Cyber Threat Actor: DragonForce Malaysia
| Actor Type | Location | Known Incidents |
Activist
|
Malaysia
|
1 incident |
|---|
Profile
DragonForce Malaysia is a hacktivist group operating from Malaysia, primarily known for conducting cyberattacks against Indian entities in retaliation for perceived religious offenses. The group publicly claimed responsibility for a coordinated campaign in June 2022 targeting at least 70 Indian government and private sector websites, framing their actions as a response to anti-Muslim remarks made by an Indian political spokesperson. Their operations demonstrate a clear focus on disruption, data exfiltration, and public shaming of targets aligned with their ideological grievances.
The group systematically targeted Indian educational institutions, government agencies, and private businesses during their June 2022 campaign, explicitly naming victims such as Delhi Public School, Bharathidasan University's Entrepreneurship Hub, and the Indian Embassy of Israel's website. Their tactics centered on website defacements featuring protest messages, data theft from compromised systems, and public dissemination of stolen credentials through social media. DragonForce Malaysia leveraged Telegram and Twitter for operational coordination, recruitment calls for their "#OpsPatuk" campaign, and real-time announcements of victims. The exfiltration of databases containing personal identifiable information – including full names, email addresses, and passwords – served both as proof of compromise and as a means to amplify psychological impact.

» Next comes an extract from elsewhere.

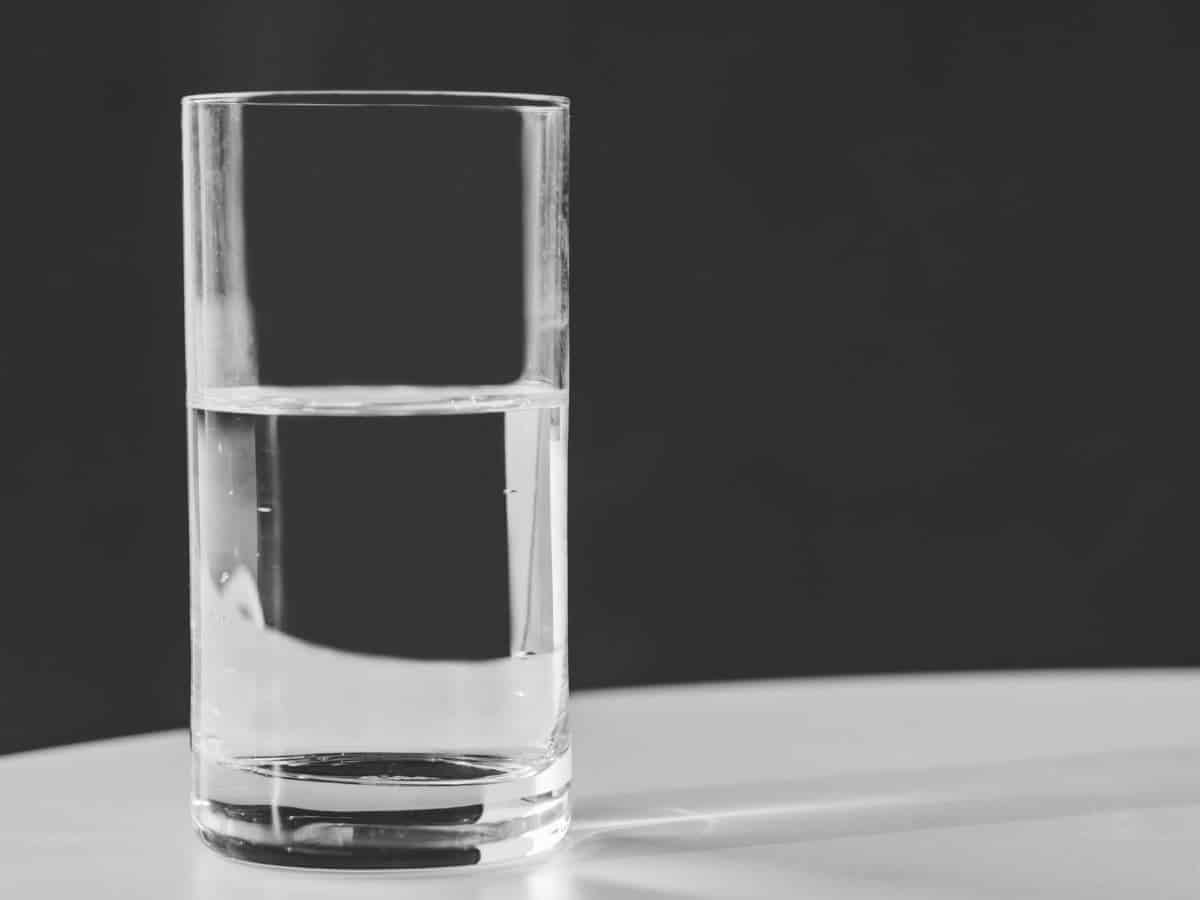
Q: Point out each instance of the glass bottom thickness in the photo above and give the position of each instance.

Notably, DragonForce Malaysia's June 2022 operation exhibited structured hacktivist tradecraft: simultaneous multi-target defacements, staged data leaks timed for maximum visibility, and explicit calls for global Muslim hacker solidarity against India. Their compromise of Bharathidasan University's career hub included video evidence of stolen data, while their breach of an unspecified Indian government database resulted in public exposure of citizen credentials. These actions intentionally exploited the absence of immediate breach confirmation mechanisms under India's then-pending six-hour reporting mandate, demonstrating awareness of regulatory environments. The group's operations consistently linked digital attacks to offline political events, using cyber capabilities as protest instruments against religious disrespect.